All the actors were paid for their services, the amount varying with the importance of the part. The same actor, as in the theatres of Shakespeare's day, often played several parts. In addition to the payment of money, there was a plentiful supply of refreshments, especially of ale, for the actors. Pilate, who received the highest pay of the company, was moreover allowed wine instead of ale during the performance.
Reference has been made above to the "lost souls" in connection with Hell-Mouth. There were also "saved souls," who were dressed in white, as the lost were in black, or black and yellow. There is an allusion to the latter in Henry V. (ii. 3. 43), where the flea on Bardolph's rubicund nose is compared to "a black soul burning in hell-fire."
The Devil wore a dress of black leather, with a mask, and carried a club, with which he laid about him vigorously. His clothes were often covered with feathers or horsehair, to give him a shaggy appearance; and the traditional horns, tail, and cloven feet were sometimes added.

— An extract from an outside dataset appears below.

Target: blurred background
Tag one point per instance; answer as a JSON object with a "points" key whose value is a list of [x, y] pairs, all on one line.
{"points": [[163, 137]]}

The regular time for these religious pageants was Corpus Christi Day, or the Thursday after Trinity Sunday, but they were occasionally performed on other days, especially at the time of a royal visit to Coventry, like that of Queen Margaret in 1455. Prince Edward was thus greeted in 1474, Prince Arthur in 1498, Henry VIII. in 1510, and Queen Elizabeth in 1565.
Shakespeare has other allusions to these old plays besides those here mentioned, showing that he knew them by report if he had not seen them.
Historical pageants, not Biblical in subject, were also familiar to the good people of Coventry a century at least before the dramatist was born. "The Nine Worthies," which he has burlesqued in Love's Labour's Lost, was acted there before Henry VI. and his queen in 1455. The original text of the play has been preserved, and portions of Shakespeare's travesty seem almost like a parody of it.
But we must not linger in the shadow of the "three tall spires" of Coventry, nor make more than a brief allusion to the legend of Godiva, the lady who rode naked through the town to save the people from a burdensome tax. It was an old story in Shakespeare's time, if, indeed, it had not been dramatized, like other chapters in the mythic annals of the venerable city. It has been proved to be without historical foundation, being mentioned by no writer before the fourteenth century, though the Earl who figures in the tale lived in the latter part of the eleventh century. The Benedictine Priory in Coventry, of which some fragments still remain, is said to have been founded by him in 1043. He died in 1057, and both he and his lady were buried in the porch of the monastery.
The effigy of "Peeping Tom" is still to be seen in the upper part of a house at the corner of Hertford Street in Coventry.
Shakespeare makes no reference to this story of Lady Godiva, though it was probably well known to him.